I wonder if this kind of accident would eventually become quite rare, if "stress of weather" was not a valid defence against the low flying regulations?

Then, breaching the 500' rule (with various exceptions) would always be illegal.

Might make pilots a little more willing to turn around rather than press on, "because it's better just around the next valley".

Frank Arouet 30th May 2013 04:51

I think a lot of people have forgotten the aircraft was a helicopter and as such can operate at a lower VFR Day requirement. From memory class G operations for example can operate below 700' above ground or water. The minimum flight visibility is 800 meters. The minimum distance from cloud both horizontal and vertical is simply clear of cloud.

This doesn't address the VCA point, but clearly gives more leeway than you assume of a fixed wing aeroplane.

I guess there is also the matter of forward speed to ameliorate the situation to hover or land if such an area appears.

The balls, given prior history, appear to be lacking in a duty of care which I read in the summary.

DWB50 30th May 2013 07:24

Let's not forget folks that this happened in R564 (previously R532) The balls are there for no other reason than that someone in defence obviously requested them in relation to the military airstrip at Singleton Army Base & possibly more the point that the military fly choppers & other birds low around the base. R564A is Restricted NOTAM SFC-4000 D2100-1300. I'm not a helo pilot but I always thought that when things went pear shaped you could just land the thing.
The plaintiff relied on the following:

The plaintiff pleaded numerous alleged breaches of duty of care in paragraphs [14] and [15] of its
amended statement of claim, which was filed on 7 November 2011. In my view, these allegations can be conveniently condensed into the following formulation, without detracting from their substantive importance, as allegations of breach of duty of care:

Flying in restricted airspace in contravention of Civil Aviation Regulation 140;

Flying below a safe altitude and at a height lower than 500 feet above the highest point of terrain within a radius of 300 metres at a point on the terrain vertically below the aircraft in contravention of Civil Aviation Regulation 157;
Flying when failing to keep a proper lookout so as to observe and avoid powerlines;
Failure to obtain maps or guidance materials providing an awareness of obstacles, including powerlines, in the restricted airspace.
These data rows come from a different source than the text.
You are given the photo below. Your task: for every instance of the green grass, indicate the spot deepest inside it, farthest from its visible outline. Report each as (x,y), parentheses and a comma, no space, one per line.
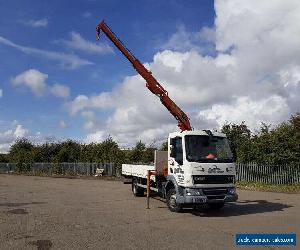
(295,188)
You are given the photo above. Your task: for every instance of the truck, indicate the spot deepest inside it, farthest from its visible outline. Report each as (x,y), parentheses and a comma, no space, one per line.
(198,167)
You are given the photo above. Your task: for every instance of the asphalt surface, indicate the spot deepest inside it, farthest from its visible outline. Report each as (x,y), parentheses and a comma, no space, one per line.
(61,213)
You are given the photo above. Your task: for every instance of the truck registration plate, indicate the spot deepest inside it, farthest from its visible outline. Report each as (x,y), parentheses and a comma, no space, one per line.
(199,200)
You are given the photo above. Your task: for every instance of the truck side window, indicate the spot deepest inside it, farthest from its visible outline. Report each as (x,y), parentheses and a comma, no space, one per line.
(179,154)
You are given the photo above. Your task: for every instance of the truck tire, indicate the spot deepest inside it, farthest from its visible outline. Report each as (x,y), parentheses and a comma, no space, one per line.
(216,206)
(136,190)
(171,201)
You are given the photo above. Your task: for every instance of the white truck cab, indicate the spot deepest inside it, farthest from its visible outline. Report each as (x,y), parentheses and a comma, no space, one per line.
(200,169)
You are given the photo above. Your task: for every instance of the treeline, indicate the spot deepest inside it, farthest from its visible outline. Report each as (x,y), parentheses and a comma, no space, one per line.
(24,151)
(271,145)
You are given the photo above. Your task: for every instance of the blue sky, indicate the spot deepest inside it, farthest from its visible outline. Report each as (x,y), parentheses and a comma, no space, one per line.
(142,25)
(57,81)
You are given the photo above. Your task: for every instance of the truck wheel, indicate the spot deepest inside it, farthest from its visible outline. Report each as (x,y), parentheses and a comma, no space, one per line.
(136,190)
(171,201)
(216,206)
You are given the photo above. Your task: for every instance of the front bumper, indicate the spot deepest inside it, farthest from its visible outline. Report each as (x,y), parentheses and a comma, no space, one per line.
(207,196)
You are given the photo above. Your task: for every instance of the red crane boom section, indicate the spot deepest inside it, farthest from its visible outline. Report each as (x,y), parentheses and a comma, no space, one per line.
(151,83)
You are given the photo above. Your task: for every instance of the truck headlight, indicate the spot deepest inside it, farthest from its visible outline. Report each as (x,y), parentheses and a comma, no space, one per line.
(193,192)
(231,191)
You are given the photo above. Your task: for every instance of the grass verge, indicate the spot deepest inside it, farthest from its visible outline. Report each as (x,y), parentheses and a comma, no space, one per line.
(258,186)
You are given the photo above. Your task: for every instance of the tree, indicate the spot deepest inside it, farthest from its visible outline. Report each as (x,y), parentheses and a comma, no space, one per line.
(137,152)
(164,146)
(20,153)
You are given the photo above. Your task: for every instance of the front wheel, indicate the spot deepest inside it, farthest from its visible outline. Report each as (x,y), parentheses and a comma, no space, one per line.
(171,201)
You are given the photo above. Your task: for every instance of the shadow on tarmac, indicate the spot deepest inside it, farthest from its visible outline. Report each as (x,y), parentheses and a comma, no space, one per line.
(239,208)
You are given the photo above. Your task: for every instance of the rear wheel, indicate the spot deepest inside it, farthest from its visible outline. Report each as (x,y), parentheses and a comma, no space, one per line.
(216,206)
(171,201)
(136,190)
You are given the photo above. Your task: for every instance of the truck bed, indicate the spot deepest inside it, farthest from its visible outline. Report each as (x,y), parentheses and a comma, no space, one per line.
(136,170)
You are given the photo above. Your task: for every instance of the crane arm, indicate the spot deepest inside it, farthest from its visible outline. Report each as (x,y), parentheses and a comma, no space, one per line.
(151,83)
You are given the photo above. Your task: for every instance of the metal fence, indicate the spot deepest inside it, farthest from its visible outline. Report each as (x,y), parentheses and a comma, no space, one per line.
(250,172)
(89,169)
(271,174)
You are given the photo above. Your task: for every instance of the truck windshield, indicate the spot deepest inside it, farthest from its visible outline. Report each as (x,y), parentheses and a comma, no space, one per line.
(202,148)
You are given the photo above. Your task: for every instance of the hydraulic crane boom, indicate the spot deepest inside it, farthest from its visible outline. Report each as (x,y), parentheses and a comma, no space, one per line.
(151,83)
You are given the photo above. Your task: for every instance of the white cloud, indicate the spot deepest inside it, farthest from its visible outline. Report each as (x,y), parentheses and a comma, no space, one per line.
(7,138)
(60,90)
(77,42)
(17,131)
(253,77)
(67,61)
(95,137)
(37,23)
(36,82)
(86,14)
(62,124)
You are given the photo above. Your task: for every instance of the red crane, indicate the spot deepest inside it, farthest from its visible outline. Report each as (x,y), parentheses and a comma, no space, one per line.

End of the day the courts have made a ruling - c'est la vie

Wally Mk2 30th May 2013 07:43

I think 'Frank A' makes a good point re lower mins for Heli's but that alone can work against a pilot as it has a higher 'sucker value' meaning hey we can go lower, slower with less Viz & bingo the noose gets tighter the more you fly into it, where do you draw the line? That line is a personal thing & subjective as for what one pilot might perceive it to be flyable another might very well think noway not good enough for me.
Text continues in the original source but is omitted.